C’est à cette période qu’une tentative pour monter une usine de porcelaine échoue. Quelques industriels locaux associés à quelques distillateurs profitent de l’occasion pour reprendre les activités et commencent l’exploitation d’une usine de céramique.
A l'époque,le fabriquant de céramique Bruxellois “Baudoux” est à la recherche de capacité de production. Son arrivée couplée à son savoir-faire( moules et outils) fut la base du succès.
En 1895, la période Art Nouveau commence à prendre de l’importance en Belgique.
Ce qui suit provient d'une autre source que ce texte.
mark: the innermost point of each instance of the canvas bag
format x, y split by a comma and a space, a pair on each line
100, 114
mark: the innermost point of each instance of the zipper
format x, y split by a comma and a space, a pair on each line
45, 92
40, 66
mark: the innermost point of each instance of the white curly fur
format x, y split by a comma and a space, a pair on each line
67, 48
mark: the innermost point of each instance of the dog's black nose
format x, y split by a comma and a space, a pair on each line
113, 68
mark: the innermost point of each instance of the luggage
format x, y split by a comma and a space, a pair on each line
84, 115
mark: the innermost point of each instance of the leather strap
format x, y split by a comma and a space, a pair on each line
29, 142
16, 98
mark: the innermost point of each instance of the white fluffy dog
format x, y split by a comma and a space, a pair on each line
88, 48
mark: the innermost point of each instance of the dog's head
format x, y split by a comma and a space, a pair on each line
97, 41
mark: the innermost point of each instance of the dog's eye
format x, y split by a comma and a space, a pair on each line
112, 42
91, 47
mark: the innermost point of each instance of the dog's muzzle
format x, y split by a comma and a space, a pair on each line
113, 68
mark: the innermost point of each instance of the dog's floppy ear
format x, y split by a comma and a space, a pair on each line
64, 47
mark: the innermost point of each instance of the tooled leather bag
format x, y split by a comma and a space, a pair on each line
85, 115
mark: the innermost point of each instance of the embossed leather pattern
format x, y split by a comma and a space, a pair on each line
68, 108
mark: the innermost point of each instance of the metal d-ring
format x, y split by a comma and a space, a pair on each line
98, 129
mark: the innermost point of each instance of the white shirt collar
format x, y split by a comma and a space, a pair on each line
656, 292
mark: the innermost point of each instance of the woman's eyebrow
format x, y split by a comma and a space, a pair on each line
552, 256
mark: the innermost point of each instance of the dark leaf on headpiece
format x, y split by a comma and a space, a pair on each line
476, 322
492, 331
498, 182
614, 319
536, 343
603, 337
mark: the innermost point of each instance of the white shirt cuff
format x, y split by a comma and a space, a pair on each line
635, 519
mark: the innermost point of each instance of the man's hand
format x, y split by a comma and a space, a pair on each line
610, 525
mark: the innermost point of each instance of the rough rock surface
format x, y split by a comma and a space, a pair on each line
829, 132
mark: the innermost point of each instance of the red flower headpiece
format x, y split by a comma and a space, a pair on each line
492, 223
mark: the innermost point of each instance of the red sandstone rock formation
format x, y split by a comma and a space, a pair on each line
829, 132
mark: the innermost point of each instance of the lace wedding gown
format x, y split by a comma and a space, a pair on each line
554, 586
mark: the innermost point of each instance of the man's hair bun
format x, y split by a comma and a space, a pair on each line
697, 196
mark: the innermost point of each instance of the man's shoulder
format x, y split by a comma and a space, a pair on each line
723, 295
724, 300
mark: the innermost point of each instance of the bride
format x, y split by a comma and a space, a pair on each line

L’usine en profite immédiatement et commence à produire une céramique caractérisée par son émail coulé d’une qualité exceptionnelle.
L’usine de Hasselt se développe dans différents secteurs: la céramique décorative, la céramique architecturale (carreaux décoratifs, panneaux de carreaux décorés, briques émaillées etc.…) ainsi que la céramique publicitaire.
Une partie importante de la production était alors réservée à l’industrie locale du genièvre.
Il y eu également des essais , mais sans succès pour produire de la céramique ménagère
A l’arrivée de L’Art Déco, l’ensemble des objets typiquement Art Nouveau perdent de leur intérêt.
Dès lors, la production diminue de manière significative. Durant la deuxième guerre mondiale la production continue, mais en volume limité
Durant cette période, la production de céramique décorative est très limitée et ce, au profit de la production de la céramique de construction. La production de céramique « sanitaire » est à ce moment prépondérante. D’ importantes livraisons à la sidérurgie liégeoise ainsi qu’aux mines de charbon limbourgeoises en apportent la preuve. En effet on retrouve encore aujourd’hui les installation sanitaires garnies de céramiques de Hasselt.
En 1952 l’usine, sous la pression de problèmes environnementaux, fermera définitivement ses portes. Dans les années 70 , les bâtiments furent abattus et de ce fait, quasi l’entièreté de la connaissance concernant l’usine s'est alors perdue.